Idiopathic pulmonary fibrosis (IPF) is one of the most challenging and frustrating diseases that pulmonologists face.
And despite affecting 1 out of 200 adults over the age of 65 in the United States, general awareness of IPF is low.
“There’s a tremendous disconnect between the human impact of this disease and its recognition by the public. Few people have ever heard of it,” says Marc Peters-Golden, M.D., a professor of internal medicine in the Division of Pulmonary and Critical Care Medicine at Michigan Medicine. “By the time most patients with IPF finally see a pulmonologist, their disease is already fairly advanced.”
Fibrosis, or scarring, can occur in every organ of the body. But the lungs are delicate and must inflate with every breath. If scarred, they become stiff and make breathing extremely difficult, Peters-Golden says.
The disease, which for many has a life expectancy of three to five years, often leads to respiratory failure.
Even worse, the cause of scarring in IPF remains a mystery.
It’s why Peters-Golden, research investigator L. Raghu Penke, Ph.D., and team sought to find out whether blocking a problematic gene known as FOXM1 could stop or slow the development of fibroblasts—highly activated cells that contribute to scar tissue production in fibrotic lung disease.

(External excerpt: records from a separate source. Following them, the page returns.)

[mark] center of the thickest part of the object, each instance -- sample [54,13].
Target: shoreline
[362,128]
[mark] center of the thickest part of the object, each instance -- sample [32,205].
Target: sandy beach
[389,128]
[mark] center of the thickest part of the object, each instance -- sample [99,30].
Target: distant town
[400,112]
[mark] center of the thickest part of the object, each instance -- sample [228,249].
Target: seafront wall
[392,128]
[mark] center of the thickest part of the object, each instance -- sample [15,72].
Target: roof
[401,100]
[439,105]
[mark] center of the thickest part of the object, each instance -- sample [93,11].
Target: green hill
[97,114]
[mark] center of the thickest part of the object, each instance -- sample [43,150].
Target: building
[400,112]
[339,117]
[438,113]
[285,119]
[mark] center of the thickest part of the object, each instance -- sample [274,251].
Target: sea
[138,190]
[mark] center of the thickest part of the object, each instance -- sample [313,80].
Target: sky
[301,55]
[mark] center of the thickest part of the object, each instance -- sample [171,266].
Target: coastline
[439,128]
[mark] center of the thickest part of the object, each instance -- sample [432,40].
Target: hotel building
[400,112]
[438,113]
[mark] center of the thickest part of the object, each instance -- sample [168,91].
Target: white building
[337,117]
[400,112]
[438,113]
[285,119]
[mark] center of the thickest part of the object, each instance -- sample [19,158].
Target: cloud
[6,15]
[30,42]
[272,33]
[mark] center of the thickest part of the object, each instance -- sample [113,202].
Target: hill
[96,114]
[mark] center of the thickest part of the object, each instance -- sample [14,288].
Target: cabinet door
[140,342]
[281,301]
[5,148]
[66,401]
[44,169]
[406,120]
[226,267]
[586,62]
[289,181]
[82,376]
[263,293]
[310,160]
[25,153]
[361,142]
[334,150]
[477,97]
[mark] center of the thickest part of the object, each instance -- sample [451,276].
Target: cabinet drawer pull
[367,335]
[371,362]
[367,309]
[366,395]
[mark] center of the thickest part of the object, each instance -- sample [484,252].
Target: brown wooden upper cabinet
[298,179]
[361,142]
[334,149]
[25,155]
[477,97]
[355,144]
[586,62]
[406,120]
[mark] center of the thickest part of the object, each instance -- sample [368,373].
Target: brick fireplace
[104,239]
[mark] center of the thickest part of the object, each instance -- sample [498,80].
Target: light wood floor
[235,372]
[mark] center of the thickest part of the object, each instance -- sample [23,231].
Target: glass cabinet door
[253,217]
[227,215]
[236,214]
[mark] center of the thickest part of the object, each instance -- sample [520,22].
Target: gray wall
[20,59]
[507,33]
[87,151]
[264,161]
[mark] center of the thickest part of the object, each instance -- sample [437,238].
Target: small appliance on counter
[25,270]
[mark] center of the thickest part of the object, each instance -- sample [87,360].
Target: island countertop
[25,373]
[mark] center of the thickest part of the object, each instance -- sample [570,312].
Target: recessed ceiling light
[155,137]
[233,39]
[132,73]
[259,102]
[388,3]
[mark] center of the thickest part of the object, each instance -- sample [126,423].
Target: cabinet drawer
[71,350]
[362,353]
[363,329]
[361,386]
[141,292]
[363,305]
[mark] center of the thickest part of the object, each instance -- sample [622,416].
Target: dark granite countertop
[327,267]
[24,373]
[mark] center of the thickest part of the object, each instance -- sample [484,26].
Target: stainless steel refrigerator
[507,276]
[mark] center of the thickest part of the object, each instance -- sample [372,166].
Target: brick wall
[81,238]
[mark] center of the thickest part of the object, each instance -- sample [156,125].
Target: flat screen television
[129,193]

Published in the Journal of Clinical Investigation, the Michigan Medicine study breaks new ground: “The role of FOXM1 within lung fibroblasts in pulmonary fibrosis had never before been investigated,” Peters-Golden says. “We proved that, in principle, if we block FOXM1, we can reduce the activation of fibroblasts as well as the process of fibrosis itself.”
In normal lung tissue, few fibroblasts are present. However, in IPF patients, those fibroblasts proliferate and expand, similar to the way cancer cells do in a tumor.
This analogy led Peters-Golden and his team to look for potential clues in the arena of cancer research to explain these rogue fibroblasts. Prior research has shown that FOXM1 promotes cancer cell growth; drugs to block it have been under development.
Mice subjects show promise
The study, which examined lung fibroblasts from patients with IPF and mice (the rodents’ lung fibrosis was triggered by a toxic drug), found that both groups had increased levels of FOXM1.
“After we engineered the mice to eliminate the FOXM1 gene from the fibrotic fibroblasts, we administered the toxic drug that causes fibrosis,” Peters-Golden says.
The result: “The mice were substantially protected,” he says. “This showed us that FOXM1 in fibroblasts was important for the process of fibrosis.”
Next, the team used a drug treatment approach. They took unaffected mice and gave them siomycin, an experimental compound designed to block FOXM1, and they saw that the drug prevented fibrosis in vivo.
“When we blocked FOXM1 with either the drug or the genetic approach, we reduced the accumulation of fibroblasts and decreased production of scar proteins, indicating to us that the excessive FOXM1 seemed to contribute to the bad behavior of the fibroblasts,” Peters-Golden says.
Moving forward with research, treatment
Three years ago, the FDA approved the first drugs for IPF. While these medications slow progression of the disease, they don’t reverse the fibrosis that has already developed.
“Although having some treatment options for IPF is no doubt an advance, in my view, these drugs are like a bunt single, rather than the home run we all want,” Peters-Golden says.
Peters-Golden points out that siomycin isn’t approved for use in humans, but scientists are working on better drugs to block the overactivity of FOXM1 in cancer cells. When those drugs have been demonstrated to be safe in humans, they could one day be tested in clinical trials for IPF and perhaps other scarring diseases of the lung and different organs.